Contamos con un problema añadido. La influencia cultural e histórica de nuestro entorno nos empuja muchas veces a catalogar de forma simplista determinadas acciones como “buenas” o “malas”, de lo que deducimos rápidamente basándonos en un juicio subjetivo que a lo positivo debe seguirle algo positivo y lo mismo con las causas negativas. Pero detengámonos en un aspecto importante. La ley de acción-reacción es objetiva, no nos habla de criterios humanos sometidos inevitablemente a la parcialidad. De ser así, cada uno, acorde a su entendimiento, podría aplicar su propia “justicia” a la hora de conceptuar cualquier acción. Este precepto, su funcionamiento y aplicación deben estar garantizados directamente por voluntad divina para evitar cualquier tipo de desafuero al respecto. Por explicarlo con palabras rudimentarias pero claras, si planto semillas de tomates recogeré tomates y no patatas. Y si arrojo una cerilla encendida a un charco de gasolina, el combustible arderá. Podrá gustarnos más o menos pero no por ello los efectos van a dejar de producirse, lo cual nos lleva a la conclusión de que podemos vivir con total serenidad. La justicia de Dios está garantizada por “ley” (nunca mejor dicho), y debemos tener la absoluta certeza de que acorde a la siembra que realicemos a través de nuestras decisiones así será lo que recojamos tarde o temprano, puede que en esta vida, puede que en otra venidera.

Nada de lo que emprendemos en nuestra biografía, por muy insignificante que nos parezca, permanece sin generar consecuencias. En función del carácter de nuestras actuaciones así serán los resultados. Y… ¿hacia dónde deben ir encaminadas nuestras acciones? Esta pregunta será materia del siguiente artículo donde abordaremos la gran segunda ley universal: la ley del progreso.

…continuará…

One Reply on “Las leyes que nos gobiernan (I)”

  1. No existe "justicia divina". Cada uno ya sabe que lo que hace esta bien o mal.
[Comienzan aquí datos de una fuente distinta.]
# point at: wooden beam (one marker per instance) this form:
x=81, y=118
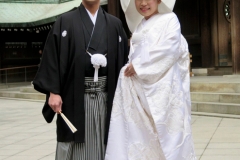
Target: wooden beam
x=235, y=27
x=205, y=34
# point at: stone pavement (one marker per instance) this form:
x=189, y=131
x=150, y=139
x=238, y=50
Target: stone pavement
x=24, y=134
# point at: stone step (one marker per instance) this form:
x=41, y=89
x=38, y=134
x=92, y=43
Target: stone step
x=216, y=97
x=28, y=89
x=214, y=107
x=23, y=95
x=13, y=85
x=215, y=87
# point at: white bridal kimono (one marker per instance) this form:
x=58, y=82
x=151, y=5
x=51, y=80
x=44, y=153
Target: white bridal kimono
x=151, y=111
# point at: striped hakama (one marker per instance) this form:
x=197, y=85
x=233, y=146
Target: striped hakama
x=95, y=113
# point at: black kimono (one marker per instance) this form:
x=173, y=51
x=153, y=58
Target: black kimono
x=64, y=64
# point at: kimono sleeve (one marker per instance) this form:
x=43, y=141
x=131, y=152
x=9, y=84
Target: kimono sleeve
x=47, y=78
x=163, y=55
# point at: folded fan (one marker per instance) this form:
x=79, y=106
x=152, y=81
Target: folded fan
x=70, y=125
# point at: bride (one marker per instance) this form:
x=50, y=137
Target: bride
x=151, y=111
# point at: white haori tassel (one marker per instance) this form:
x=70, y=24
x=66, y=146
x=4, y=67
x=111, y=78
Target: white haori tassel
x=97, y=60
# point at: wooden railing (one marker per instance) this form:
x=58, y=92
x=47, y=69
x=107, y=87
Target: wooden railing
x=17, y=74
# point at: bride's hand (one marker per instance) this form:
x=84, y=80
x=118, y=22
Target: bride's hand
x=129, y=70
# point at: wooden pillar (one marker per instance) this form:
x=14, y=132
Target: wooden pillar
x=235, y=27
x=214, y=31
x=205, y=34
x=114, y=7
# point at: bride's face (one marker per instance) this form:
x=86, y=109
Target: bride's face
x=147, y=8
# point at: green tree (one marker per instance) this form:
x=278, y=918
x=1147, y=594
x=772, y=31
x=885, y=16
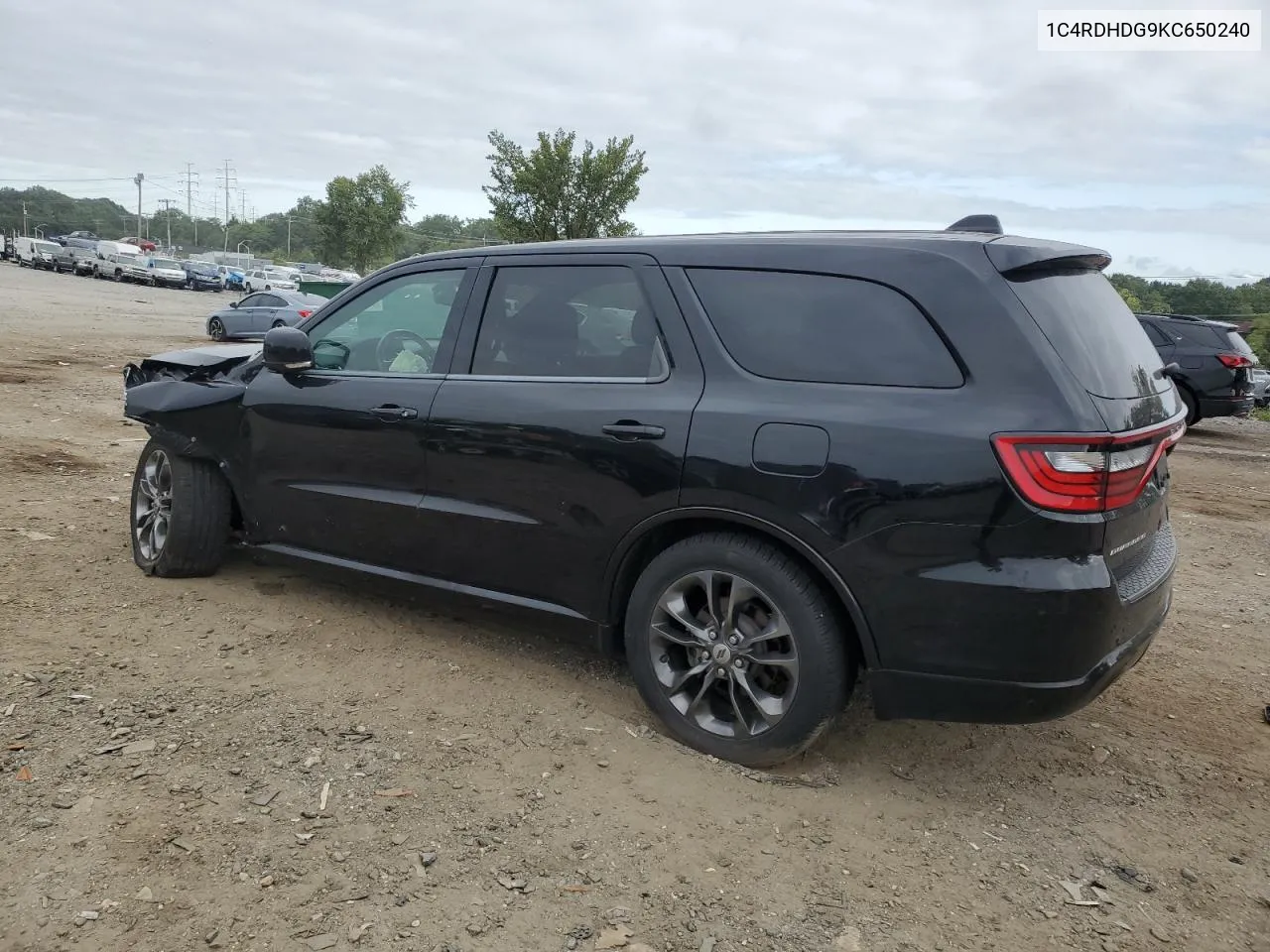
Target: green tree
x=359, y=220
x=553, y=193
x=1130, y=299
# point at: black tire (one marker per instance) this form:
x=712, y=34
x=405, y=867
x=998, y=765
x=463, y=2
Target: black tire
x=1192, y=407
x=826, y=655
x=197, y=516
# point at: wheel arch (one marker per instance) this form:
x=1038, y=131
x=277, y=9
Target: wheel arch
x=190, y=447
x=654, y=535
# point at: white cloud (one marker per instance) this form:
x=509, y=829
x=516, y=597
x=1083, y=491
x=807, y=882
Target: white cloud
x=858, y=109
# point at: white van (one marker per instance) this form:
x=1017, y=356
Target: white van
x=36, y=253
x=117, y=248
x=116, y=259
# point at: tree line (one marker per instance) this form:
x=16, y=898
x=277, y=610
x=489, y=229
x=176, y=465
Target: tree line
x=550, y=191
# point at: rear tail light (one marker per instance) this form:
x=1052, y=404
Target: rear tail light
x=1234, y=361
x=1086, y=472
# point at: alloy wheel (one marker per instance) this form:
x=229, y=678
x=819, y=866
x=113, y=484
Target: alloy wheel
x=151, y=508
x=722, y=654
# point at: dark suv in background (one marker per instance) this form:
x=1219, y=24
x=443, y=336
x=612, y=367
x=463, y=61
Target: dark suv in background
x=1214, y=363
x=752, y=462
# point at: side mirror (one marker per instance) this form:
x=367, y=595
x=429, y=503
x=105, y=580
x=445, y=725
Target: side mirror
x=287, y=350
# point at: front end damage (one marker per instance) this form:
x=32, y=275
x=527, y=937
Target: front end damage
x=190, y=402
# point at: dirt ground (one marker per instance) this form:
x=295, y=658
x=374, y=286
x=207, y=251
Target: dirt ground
x=268, y=761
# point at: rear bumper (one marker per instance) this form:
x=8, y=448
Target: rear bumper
x=1020, y=640
x=1225, y=405
x=940, y=697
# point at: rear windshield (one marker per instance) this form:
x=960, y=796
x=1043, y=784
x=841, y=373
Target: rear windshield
x=1093, y=331
x=1238, y=343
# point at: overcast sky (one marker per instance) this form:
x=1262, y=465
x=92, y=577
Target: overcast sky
x=801, y=113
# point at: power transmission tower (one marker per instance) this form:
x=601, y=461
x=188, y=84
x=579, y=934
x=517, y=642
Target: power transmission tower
x=227, y=180
x=139, y=179
x=167, y=204
x=190, y=188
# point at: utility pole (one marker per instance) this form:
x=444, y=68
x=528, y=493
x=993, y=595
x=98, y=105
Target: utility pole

Si yo llevo a un niño a la montaña y le corto el cuello estará mal PORQUE SÉ QUE ESTÁ MAL. Si fuera un poblador de la antigüedad y cometiera ese asesinato creyendo que esta bien porque con eso calmo a los dioses y así salvo a mi pueblo de la hambruna ¿Habré hecho mal?. Lo que mata tu espíritu es escoger deliberadamente el mal.

    ¿Es todo esto obra de Dios o incluso los espíritus son gobernados por las leyes de la física?
    Hemos visto espíritus de formas diversas; como sombras, como luces, como vapor, como ectoplasma, como energía en suma. Por ejemplo, si acercáramos un espíritu a un agujero negro, este, que atrae todas las energías ¿Atraería a un espíritu? Querría decir que los espíritus son afectos a las leyes de la física. Que los espíritus son seres vivos sin la caparazón de la carne. ¿Un espíritu siente amor? ¿Odio? ¿Temor? En todo caso, ¿A qué le puede temer un espíritu? ¿Hay algo peor que la muerte?
    ¿Por qué habitan entre nosotros? ¿Por qué no navegan por el espacio? ¿Dónde está Dios?

    Lo único que he descubierto es que el camino del mal, nos lleva al mal y que el camino del bien nos da felicidad. Para ser parte del bien sólo debemos ser felices cada día, disfrutar el mundo y amar. Y si puedes, salva a tu hermano perdido. Si eres de los buenos eso te dará felicidad.